Image caption Plusieurs centaines de personnes ont manifesté samedi à Goma contre les violences qui ont fait sept morts et des dizaines de blessés depuis mercredi.

Plusieurs centaines d'habitants de Goma ont samedi manifesté après la chute d'un obus de mortier, dans le quartier de Ndosho, faisant trois morts.

Toutes les boutiques étaient fermées et la circulation était réduite.

Des slogans hostiles à la Monusco, ont été entendus et l'un de ses véhicules a été caillassé.

Depuis la reprise mercredi des combats entre les soldats congolais avec l'appui de la Monusco et les rebelles, les violences dont une série de tirs d'obus ont fait sept morts et plusieurs dizaines de blessés parmi la popuation civile.

Le porte-parole militaire de la Monusco, le lieutenant-colonel Prosper Basse, a indiqué que le personnel des Nations unies avait été invité à réduire ses mouvements en ville.

Il a réitéré le "soutien indefectible" de la Monusco aux forces armées de la République démocratique du Congo (FARDC).

Aucune information n'a pu être obtenue auprès des Nations unies sur l'origine des tirs.

Rebelles et autorités congolaises se rejettent mutuellement la responsabilité de ces tirs tandis que l'armée rwandaise a acccusé la RDC d'avoir à nouveau bombardé son territoire.

Avertissement de Kigali

Son porte-parole, le général Joseph Nzabamwita a averti qu'elle ne resterait pas indéfinimement sans réagir.

Par ailleurs la rebellion du M23 a adressé samedi une lettre ouverte au secrétaire général des Nations unies, pour lui demander de mettre en place une commmission d'enquête sur les incidents meurtriers de ces derniers jours.

Le mouvement composé d'ex-rebelles intégrés aux FARDC, qui ont fait défection, accuse Kinshasa de tirer au mortier des obus sur la ville de Goma, le chef-lieu de la province du Nord-Kivu dans l'est du pays.

Le gouvernement congolais joint par la BBC s'est déclaré opposé à cette demande.

Lambert Mendé, le porte-parole, a vivement réagi à cette requête:

"Une enquête demandée par le M23 , autant demander à l'OTAN de faire une commission d'enquête avec al-Qaïda."

Selon la lettre ouverte du président du M23, Bertrand Bisimwa transmise samedi à Ban Ki-moon, Kinshasa a tiré des obus de mortiers sur Goma.

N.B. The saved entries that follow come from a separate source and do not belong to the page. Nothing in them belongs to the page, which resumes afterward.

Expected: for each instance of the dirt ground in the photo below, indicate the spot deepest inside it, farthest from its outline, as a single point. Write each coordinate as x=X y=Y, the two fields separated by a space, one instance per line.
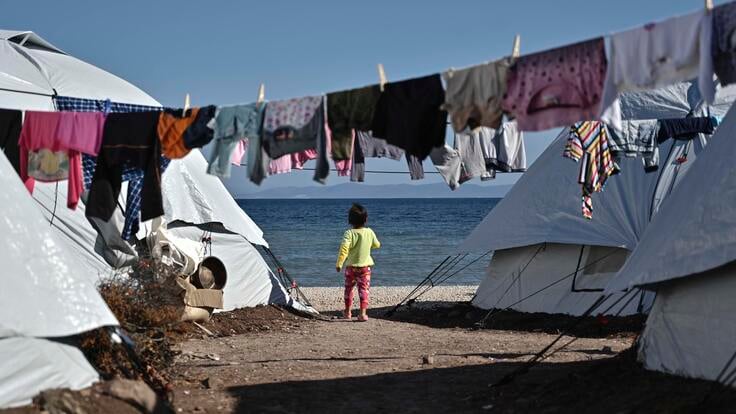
x=428 y=359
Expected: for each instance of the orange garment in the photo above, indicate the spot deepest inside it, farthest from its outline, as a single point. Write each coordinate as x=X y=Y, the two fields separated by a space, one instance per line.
x=171 y=128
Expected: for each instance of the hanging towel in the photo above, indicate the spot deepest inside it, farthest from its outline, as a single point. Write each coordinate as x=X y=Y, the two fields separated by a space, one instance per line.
x=473 y=95
x=659 y=54
x=588 y=145
x=557 y=87
x=368 y=146
x=129 y=140
x=51 y=144
x=348 y=110
x=232 y=125
x=408 y=115
x=10 y=126
x=722 y=46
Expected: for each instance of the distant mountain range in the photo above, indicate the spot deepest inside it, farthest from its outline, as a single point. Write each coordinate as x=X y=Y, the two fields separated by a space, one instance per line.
x=354 y=190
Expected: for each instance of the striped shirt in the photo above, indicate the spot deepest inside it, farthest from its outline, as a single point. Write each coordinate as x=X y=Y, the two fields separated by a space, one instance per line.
x=588 y=141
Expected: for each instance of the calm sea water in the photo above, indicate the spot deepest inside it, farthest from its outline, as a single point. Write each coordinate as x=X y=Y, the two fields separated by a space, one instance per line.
x=416 y=235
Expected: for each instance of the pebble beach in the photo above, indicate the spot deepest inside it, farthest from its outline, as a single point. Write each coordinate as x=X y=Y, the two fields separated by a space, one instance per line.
x=330 y=298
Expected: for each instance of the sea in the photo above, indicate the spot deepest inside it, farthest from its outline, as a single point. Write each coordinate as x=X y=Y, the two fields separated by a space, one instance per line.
x=416 y=235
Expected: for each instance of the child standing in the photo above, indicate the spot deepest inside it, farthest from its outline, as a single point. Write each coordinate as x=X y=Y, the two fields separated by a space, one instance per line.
x=355 y=254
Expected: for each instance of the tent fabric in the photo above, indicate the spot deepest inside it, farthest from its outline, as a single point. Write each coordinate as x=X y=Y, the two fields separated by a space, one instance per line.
x=45 y=292
x=544 y=205
x=39 y=364
x=192 y=195
x=696 y=230
x=249 y=281
x=516 y=274
x=690 y=330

Lambert Mende a reconnu que les obus ont été effectivement tirés à partir du territoire congolais, mais il a insisté que ce sont des territoires sous contrôle du M23.

Le porte-parole a aussi accusé la rebellion d'avoir tiré ces obus "pour donner des prétextes au Rwanda déjà engagé officieusement, de pouvoir entrer en guerre de manière tout à fait officielle."

Il a affirmé que les autorités congolaises étaient prêtes à coopérer avec Kigali dans le cadre de la CIGL (la Conférence Internationale sur la Région des Grands Lacs ) pour enquêter sur ces incidents "qui élargissent le fossé entre les deux voisins".

Dans la même lettre ouverte du M23 accuse le gouvernement congolais d'avoir repeint les hélicoptères de combat en blanc pour faire croire qu'il s'agit d'avions onusiens.